Henry Cobb's "Hypostyle" installation at the SCI-Arc gallery during the summer of 2015 proposed a fairly straightforward organization of space: a repeated field of ostensibly similar modules. Each piece was comprised of a construction of four standard doorway panels, arranged in a T-shaped logic. By rotating each module adjacent to the next, a fairly complex, yet poignantly monotonous, three dimensional experience gradually comes forth.
The field itself is highly contingent on the individual spectator's experience within it. At certain times utterly porous and at others brazenly opaque, the organization entices a kind of impetus for movement throughout its space on the part of the onlooker.
This naturally raises questions about the capacity of this organization to speak to a range of spatial experiences beyond the merely binary: open and closed. Can a hypostyle produce an endless array of spatial conditions? Can a physical object once pronouncedly solid speak to a deep transparency through space?

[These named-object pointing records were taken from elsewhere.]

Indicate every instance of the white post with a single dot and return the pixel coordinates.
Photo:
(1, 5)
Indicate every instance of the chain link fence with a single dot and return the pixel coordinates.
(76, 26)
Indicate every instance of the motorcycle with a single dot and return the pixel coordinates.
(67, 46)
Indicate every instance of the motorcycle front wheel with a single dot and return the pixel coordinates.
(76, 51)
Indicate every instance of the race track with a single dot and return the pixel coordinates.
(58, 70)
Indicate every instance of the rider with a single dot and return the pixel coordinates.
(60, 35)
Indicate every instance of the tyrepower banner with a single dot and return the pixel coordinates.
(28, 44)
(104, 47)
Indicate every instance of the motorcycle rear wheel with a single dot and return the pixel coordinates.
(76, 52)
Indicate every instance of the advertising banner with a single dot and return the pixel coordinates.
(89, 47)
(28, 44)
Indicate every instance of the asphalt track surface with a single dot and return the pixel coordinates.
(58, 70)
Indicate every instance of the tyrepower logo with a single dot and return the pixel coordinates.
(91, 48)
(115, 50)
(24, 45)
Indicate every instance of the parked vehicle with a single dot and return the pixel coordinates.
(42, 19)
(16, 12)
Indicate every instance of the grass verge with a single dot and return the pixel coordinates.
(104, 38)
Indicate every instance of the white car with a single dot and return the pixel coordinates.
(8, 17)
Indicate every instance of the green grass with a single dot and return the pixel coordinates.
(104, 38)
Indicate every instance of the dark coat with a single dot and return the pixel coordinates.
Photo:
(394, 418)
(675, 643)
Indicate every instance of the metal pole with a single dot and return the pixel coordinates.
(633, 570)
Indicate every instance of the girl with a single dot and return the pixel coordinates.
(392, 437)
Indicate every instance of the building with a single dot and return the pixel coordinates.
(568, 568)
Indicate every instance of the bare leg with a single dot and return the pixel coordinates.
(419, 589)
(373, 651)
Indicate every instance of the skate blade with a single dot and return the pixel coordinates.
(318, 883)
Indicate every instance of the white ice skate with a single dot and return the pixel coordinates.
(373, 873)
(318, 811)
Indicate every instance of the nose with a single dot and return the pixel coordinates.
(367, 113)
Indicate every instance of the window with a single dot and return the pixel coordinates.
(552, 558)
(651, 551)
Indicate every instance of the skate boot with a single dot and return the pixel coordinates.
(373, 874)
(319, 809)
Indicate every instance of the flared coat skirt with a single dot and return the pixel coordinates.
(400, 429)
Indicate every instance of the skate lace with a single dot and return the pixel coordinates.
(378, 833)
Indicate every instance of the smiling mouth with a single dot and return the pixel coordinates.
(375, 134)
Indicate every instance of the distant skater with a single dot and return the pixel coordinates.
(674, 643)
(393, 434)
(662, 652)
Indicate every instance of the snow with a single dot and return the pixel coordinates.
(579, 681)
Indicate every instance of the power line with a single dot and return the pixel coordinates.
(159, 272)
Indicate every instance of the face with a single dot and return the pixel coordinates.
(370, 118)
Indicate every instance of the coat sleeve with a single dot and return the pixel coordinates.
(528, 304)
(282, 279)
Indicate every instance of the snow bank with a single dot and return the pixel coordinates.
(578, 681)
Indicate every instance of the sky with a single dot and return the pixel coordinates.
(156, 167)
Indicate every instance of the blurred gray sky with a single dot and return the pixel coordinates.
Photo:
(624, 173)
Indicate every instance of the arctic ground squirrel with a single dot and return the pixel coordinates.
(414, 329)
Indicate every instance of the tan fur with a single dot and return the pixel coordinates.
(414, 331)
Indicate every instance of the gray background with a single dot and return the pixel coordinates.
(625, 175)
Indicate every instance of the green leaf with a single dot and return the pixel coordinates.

By studying the characteristics which tightly organize the hypostyle, our team began to interrogate the spatial qualities at play. This series of studies began to highlight the various compositions of space which speak both to tightness and relaxation, solidity and complete translucency.
An interesting dichotomy emerges between the organizational methods of the field (the planometric constructs which regulate it) and the experiential ends to which the inhabitant is subjected when within the installation.
Due to the level of reduction on the part of the modules’ geometry, the actual form of the “columns” is experienced literally as such. One encounters what one perceives to be planes, edges, lines and the like, rather than another more ambiguous type of form.
The viewer directly engages the geometry of the thing, rendered in its minimal aesthetic with a twofold quality that both intensifies (and somewhat paradoxically plays with) the reading of the geometry as pure form and rich materiality which is lathered over it.
Thus, it is with an unexpectedly small degree of difference that the planometric organization of the field and the perspectival engagement of the modules in space come together to entice an understanding of the thing as both human in its perception and abstract in its parameters of arrangement.
This further deepens when one considers the duplicity of the doors’ dimensions, as mentioned during the dialogue between Cobb and Moss during the gallery discussion. Although the doors are at their purest mere bars, their dimensions tie them intrinsically to the proportion and orientation of the human body.
Could the projective methods of the perspective and the regulating geometry innate within the field be leveraged to mitigate the differences between these two prerogatives (the constructive and the experiential)?